De keuze voor aanvang in de 19e eeuw volgt uit de voorgaande constatering dat die periode ten onrechte nog weinig aandacht van historici heeft gekregen. Dat geldt overigens ook voor de 20e eeuw, maar tegen de achtergrond van de katholieke emancipatie is de 19e eeuw wat de broederschappen betreft vermoedelijk een interessanter tijdvak. Gezien de gelimiteerde tijd en mankracht was het bovendien ook vanuit praktisch oogpunt niet mogelijk de 20e eeuw in het onderzoek te betrekken.
Inhoudelijke afbakening – Wat is een broederschap?

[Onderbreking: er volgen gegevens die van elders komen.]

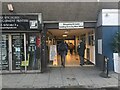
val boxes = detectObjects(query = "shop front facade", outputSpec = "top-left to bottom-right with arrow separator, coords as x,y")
0,13 -> 42,73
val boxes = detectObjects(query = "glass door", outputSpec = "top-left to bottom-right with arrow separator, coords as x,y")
11,34 -> 25,71
0,35 -> 9,70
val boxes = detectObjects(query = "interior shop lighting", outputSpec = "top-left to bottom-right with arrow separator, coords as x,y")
64,31 -> 68,34
7,4 -> 14,12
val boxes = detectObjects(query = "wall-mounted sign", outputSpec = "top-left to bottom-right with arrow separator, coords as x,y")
0,14 -> 41,30
59,22 -> 84,29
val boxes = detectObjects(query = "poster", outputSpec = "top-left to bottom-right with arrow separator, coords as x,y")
98,39 -> 102,54
50,45 -> 57,61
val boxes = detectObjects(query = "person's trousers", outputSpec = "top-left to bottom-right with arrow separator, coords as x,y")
80,56 -> 84,65
61,54 -> 66,66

Om een database van rooms-katholieke broederschappen samen te stellen is het noodzakelijk te definiëren wat we daaronder verstaan. Een 19e eeuwse definitie is te vinden in het vele malen herdrukte handboek Die Ablässe, ihr Wesen und Gebrauch van Jezuiet en adviseur (‘consultor’) van de pauselijke Congregatie van Aflaten Franz Beringer. Dit handelt voor bijna de helft over de broederschappen, als ‘grootafnemers’ van aflaten.Beringers definitie is kernachtig en doeltreffend: ‘Eine kirchliche Bruderschaft ist die freiwillige, von der kirchlichen Autorität errichtete und unter deren Aufsicht stehende Vereinigung von Gläubigen zu einem besonderen (nicht schon durch die Allgemeinen Gebote Gottes oder der Kirche unbedingt für Jeden vorgeschriebenen) frommen oder christlich mildthätigen Zweck.‘Opmerkelijk is wel deze laatste toevoeging. Verderop in zijn tekst noemt Beringer de bevordering van het religieuze leven van de broederschapsleden zelf als kenmerk van broederschappen, terwijl de zogenaamde ‘godvruchtige verenigingen’ de zorg voor het lichamelijk en geestelijk welzijn van de naaste tot doel hadden. Hij achtte dit onderscheid echter niet beslissend, aangezien het in vroeger tijden juist de broederschappen zouden zijn geweest die de christelijke naastenliefde als hoofddoel hadden gehad.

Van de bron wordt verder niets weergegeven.